Since the pattern of connecting to the database then running a SQL query with pandas is so common, the chembl_downloader has a query() function that wraps the two lines from the previous example:

import chembl_downloader

sql = ...  # omitted for brevity

version = "26"
df = chembl_downloader.query(sql, version=version)

Getting the Newest Version

What about making this code automatically updating to the newest version of ChEMBL? Just use the chembl_downloader.latest() to the latest version up for you. Under the hood, it’s using the bioversions package to do this.

import chembl_downloader

sql = ...  # omitted for brevity

version = chembl_downloader.latest()
df = chembl_downloader.query(sql, version=version)

Doing this is so common, that you can actually just omit the version argument and it will look up the latest for you.

Meaningful Improvement

I made a pull request to update the notebook based on these suggestions. The new notebook is here and features the most recent version of ChEMBL at the time of writing (ChEMBL 29) instead of ChEMBL 26. The table below shows how much improvement updating ChEMBL gives:

Flag	ChEMBL 26	ChEMBL 29	Increase	Percent Increase
Active	4191	4601	410	9%
Inactive	2048	2274	226	11%

I’d say getting 9% more actives and 11% more inactives basically for free by writing better code is a pretty big success. In this notebook, the AUC-ROC of the prominently presented LGBM classifier improved by about 1%. This could have just as easily have gone down, but I think it was worth checking.

One time, I received negative feedback from authors I asked why they hadn’t updated the analysis they presented in their manuscript using the newest version of ChEMBL (this was a few months ago, so the jump was from ChEMBL 25 to ChEMBL 28). One excuse they gave was that new data would (probably) not change their results. Depending on what kind of stuff you do, 1% might be a big deal. Or not.

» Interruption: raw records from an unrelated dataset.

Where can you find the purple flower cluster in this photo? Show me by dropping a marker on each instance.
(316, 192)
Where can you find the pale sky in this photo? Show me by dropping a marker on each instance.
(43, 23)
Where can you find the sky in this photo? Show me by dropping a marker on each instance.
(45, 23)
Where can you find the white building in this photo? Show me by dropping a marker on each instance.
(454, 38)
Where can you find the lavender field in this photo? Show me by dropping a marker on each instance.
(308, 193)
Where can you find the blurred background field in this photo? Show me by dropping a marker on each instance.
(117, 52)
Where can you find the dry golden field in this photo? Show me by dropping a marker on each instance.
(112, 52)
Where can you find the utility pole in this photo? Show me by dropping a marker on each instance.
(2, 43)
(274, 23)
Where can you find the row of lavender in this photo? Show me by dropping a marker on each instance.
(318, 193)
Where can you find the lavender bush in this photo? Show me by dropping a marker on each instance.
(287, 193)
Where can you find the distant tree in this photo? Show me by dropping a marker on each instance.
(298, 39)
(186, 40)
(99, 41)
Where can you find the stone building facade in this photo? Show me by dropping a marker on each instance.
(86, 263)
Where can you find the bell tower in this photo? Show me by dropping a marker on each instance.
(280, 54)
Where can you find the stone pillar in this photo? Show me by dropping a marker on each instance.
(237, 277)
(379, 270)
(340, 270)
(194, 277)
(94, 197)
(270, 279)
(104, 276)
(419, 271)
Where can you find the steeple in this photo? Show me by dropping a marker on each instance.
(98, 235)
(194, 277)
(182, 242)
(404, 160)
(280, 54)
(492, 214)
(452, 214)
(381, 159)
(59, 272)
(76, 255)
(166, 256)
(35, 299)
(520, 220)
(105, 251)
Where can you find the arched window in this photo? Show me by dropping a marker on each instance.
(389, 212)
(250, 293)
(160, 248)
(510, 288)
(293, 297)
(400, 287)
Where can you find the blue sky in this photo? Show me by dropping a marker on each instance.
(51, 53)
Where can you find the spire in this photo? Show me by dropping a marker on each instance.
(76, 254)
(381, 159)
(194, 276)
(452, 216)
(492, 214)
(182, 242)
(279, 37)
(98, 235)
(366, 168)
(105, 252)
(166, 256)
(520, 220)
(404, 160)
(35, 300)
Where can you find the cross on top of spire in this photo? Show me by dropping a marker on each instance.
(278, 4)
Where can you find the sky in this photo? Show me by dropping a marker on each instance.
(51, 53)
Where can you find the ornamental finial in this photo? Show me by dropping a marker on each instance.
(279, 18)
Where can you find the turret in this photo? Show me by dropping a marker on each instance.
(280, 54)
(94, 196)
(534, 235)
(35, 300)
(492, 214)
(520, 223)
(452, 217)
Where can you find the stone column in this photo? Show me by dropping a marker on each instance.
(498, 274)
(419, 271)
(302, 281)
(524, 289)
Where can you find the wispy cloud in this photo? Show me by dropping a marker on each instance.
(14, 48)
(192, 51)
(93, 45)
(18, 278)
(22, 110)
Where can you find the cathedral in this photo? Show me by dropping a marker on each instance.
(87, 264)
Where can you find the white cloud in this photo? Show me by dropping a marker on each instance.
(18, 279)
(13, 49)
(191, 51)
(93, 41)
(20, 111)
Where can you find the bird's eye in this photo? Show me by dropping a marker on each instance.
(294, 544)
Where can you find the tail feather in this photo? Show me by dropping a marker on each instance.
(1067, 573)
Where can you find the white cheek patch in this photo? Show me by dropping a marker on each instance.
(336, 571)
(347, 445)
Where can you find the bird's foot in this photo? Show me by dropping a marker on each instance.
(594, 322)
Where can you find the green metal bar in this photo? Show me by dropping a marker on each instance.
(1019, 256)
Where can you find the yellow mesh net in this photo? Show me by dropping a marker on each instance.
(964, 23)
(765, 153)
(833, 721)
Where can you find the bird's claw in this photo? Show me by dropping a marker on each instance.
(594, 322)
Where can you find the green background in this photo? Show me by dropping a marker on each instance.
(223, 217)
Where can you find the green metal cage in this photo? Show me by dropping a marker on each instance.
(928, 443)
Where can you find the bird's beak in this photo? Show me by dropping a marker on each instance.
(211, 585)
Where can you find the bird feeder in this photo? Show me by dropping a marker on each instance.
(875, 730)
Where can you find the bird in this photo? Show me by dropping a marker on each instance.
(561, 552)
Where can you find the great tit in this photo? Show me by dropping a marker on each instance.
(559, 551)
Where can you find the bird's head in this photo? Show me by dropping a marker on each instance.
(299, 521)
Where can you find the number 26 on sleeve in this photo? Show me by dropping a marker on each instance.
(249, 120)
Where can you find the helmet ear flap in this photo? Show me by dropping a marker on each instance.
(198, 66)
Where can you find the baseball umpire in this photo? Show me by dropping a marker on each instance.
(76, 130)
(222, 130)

When I got that feedback, I checked in on the code that had been released along with the manuscript to see if I could do it myself. It wasn’t pretty. I’d guess the authors really just didn’t want to ever touch their code again because it was very complicated, relied on tons of finnicky dependencies, and was overall written poorly. I don’t think shaming scientists for writing bad code is a very constructive nor a good way to motivate them to write better code. I’ve found on many occassions that authors usually just don’t have the right training or mindset to do reproducible/reusable science. A better solution is to offer pull requests to their code that demonstrates how to fix the issues and explain in detail how it works. Then, the best you can do is hope that they learn something and use it in their next publication.

So for the case of these authors, I looked into their downstream dependencies and began getting in touch with their code owners (maintainer would be a strong word) then sending pull requests to make them more reusable. I also ended up writing a bit of my own code to see if I could ultimately re-write the analysis to be a little more automatic. This chembl_downloader package is one of the tools I built along the way! I might come back and write a blog post about the original paper that caused the negative feedback too, because it was indeed a very cool paper! But first, I want to show that it can be reproduced.